Promoting aKademy, feeling old, free software
A jumble of thoughts here. First, for those lucky hackers enjoying the Malaga sun at aKademy, a few thoughts about promoting KDE there. The first is a request to put a link to any photos you stick up on this wiki page). The second is to try and write up any interesting developments on your blog, the wiki, or better yet as an article submitted to the Dot, LWN or any other publication you think you might get it published in. If you're not a very confident writer then leave stuff in your blog or the wiki and others can pick your thoughts up and mangle them into an article; I'm thinking of writing a summary of the big stories for Newsforge, for instance, so I'll depend upon plenty of good info coming out.
Last year we got tonnes of press coverage. We can get plenty this year even without the little press team that Fab, Michael and myself ran last year if everyone has promotion in the back of their minds.
Feeling old
Seeing the first photos dribble in has only made the overcast weather in Reading (UK) worse. The town is full of kids here to see rock! (say that with a gruff voice and the devil's hand thingummy) at the Reading Festival. Wandering around in my hippyish clothing I get paranoid that people will mistake me for one of them - I live here, damnit! Hmm, my cantankerous response makes me feel old, which is made worse by the fact that I haven't heard of half the bands playing, and dislike most of the others. It reminds me of last year at aKademy 2004 when several people were surprised to meet a 21 year-old Tom - they thought I was at least 40 from my emails!
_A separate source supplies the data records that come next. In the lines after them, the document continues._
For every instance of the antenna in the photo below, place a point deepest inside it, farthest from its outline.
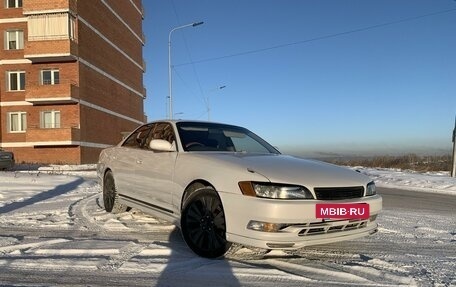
(453, 171)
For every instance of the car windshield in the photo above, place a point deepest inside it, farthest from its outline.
(196, 136)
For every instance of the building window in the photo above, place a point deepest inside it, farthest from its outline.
(13, 3)
(14, 40)
(50, 77)
(17, 122)
(55, 26)
(16, 81)
(50, 120)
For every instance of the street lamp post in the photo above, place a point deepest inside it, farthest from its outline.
(208, 106)
(170, 95)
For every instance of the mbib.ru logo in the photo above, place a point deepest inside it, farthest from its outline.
(342, 211)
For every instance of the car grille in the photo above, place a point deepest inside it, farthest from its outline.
(335, 193)
(332, 226)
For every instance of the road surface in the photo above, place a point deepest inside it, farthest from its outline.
(65, 238)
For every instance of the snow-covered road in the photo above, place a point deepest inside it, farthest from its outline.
(54, 231)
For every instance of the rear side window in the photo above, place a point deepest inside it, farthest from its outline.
(138, 138)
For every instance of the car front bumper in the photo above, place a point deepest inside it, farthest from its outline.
(297, 218)
(6, 163)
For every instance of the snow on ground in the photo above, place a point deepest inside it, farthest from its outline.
(52, 222)
(439, 182)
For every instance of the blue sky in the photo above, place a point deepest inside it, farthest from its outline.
(310, 76)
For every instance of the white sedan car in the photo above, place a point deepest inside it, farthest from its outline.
(223, 184)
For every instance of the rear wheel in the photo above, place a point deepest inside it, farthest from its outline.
(110, 195)
(203, 223)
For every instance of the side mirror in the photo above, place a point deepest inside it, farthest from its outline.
(162, 145)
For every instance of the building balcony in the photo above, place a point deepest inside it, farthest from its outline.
(65, 92)
(40, 6)
(51, 50)
(53, 137)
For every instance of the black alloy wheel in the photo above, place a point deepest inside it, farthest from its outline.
(110, 195)
(203, 223)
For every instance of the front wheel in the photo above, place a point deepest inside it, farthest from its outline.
(110, 195)
(203, 223)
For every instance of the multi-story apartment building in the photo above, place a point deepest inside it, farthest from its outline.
(71, 77)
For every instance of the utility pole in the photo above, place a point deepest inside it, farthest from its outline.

Now back to pulling out some more carrots from my garden to the soundtrack of the finest free culture podcast around...
Free software
Well actually, after one more ramble. I've been mulling over various ideas in preparation for my MA, including an essay I want to write that will make a start at defining a moral argument for free culture. Basically Stallman's position is quite confusing and ambiguous. He leans towards a Kantian position, saying that it is our moral duty to release software under a free license because one cannot consistently will that somebody would abridge your freedoms by not doing so. But he also talks of the bad consequences of not sharing freely, a feature that most other writers I've come across emphasise almost exclusively. Lessig constructs consequentialist legal arguments, and only seems to think that we should share more because a commons is necessary in parallel with proprietary cultural products.
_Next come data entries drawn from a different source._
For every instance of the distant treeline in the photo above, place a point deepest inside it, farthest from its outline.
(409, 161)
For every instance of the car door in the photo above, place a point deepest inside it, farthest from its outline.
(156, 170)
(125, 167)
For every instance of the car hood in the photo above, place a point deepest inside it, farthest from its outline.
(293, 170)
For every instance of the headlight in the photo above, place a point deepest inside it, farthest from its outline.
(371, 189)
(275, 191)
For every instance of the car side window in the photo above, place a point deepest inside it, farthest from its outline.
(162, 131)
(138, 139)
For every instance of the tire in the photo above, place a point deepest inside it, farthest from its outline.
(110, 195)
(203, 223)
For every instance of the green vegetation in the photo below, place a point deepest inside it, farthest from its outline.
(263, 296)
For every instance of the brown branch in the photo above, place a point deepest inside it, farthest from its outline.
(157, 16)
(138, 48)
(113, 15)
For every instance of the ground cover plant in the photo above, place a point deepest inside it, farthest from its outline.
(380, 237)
Well, although I've always adopted Stallman's insistence that free software is an ethical position rather than a practical or technical one (a-la Eric Raymond), I'm unsure where I stand on this ambiguity. At the moment I'm inclined to say that nobody has a natural right to dictate what you can and cannot do with information they produce, but that society can forgo certain freedoms if the consequences are better than the alternative (as is the spirit of most copyright law). OK, so if we're concerned with advocating rules such as "you may restrict society's rights to use, copy and modify your information if the consequences are better than unfettered rights" then we need to determine what consequences we're interested in.
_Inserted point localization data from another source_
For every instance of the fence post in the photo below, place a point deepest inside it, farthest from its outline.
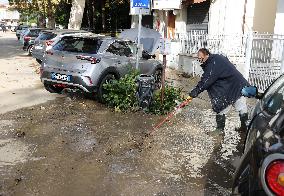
(282, 60)
(248, 54)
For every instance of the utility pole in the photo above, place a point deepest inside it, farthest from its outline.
(165, 16)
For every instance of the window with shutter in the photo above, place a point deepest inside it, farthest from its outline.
(198, 16)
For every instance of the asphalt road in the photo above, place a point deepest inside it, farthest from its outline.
(70, 145)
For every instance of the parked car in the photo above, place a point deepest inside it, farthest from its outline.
(88, 62)
(261, 170)
(29, 38)
(49, 37)
(19, 30)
There are obvious technical and political consequences that are often discussed - proprietary software may be worse, I need to modify the software I use, I need to be sure nobody is spying on me, my government shouldn't be tied to one software vendor, and so on. But when you step into the world of culture, these don't always apply, and even where they do most current free culture schemes have nothing to say. For instance, Creative Commons licenses say nothing about releasing the source files to a piece of music, so a musician looking to remix may have the right but not the ideal resources to exercise that right. This is where I'm then inclined to talk about virtues instead - Creative Commons at least promotes sharing, creativity, commonality and so on.
So here's my idea at the moment: we start with the claim that nobody has any natural property rights over non-rivalrous goods like information. We then say that society can extend property rights that are conditional, according to rules of consequence. There are then three categories of consequences to consider: those that concern human rights (political, economic, social, cultural); those that concern our everyday needs (technical, practical, etc.); and those that concern virtues conducive to human flourishing (sharing, creativity, etc.). We can then say that the current UK copyright term of life plus 70 years is unethical because it protects no human rights, and it only meets the everyday needs and promotes the virtues for a small minority of the population.
On that final note, if you're in the UK and you agree that the current copyright terms are daft, consider adding your testimony to Free Culture UK's new petition, which we'll present to MPs around the country and to the Minister for Creative Industries and Tourism (currently James Purnell MP).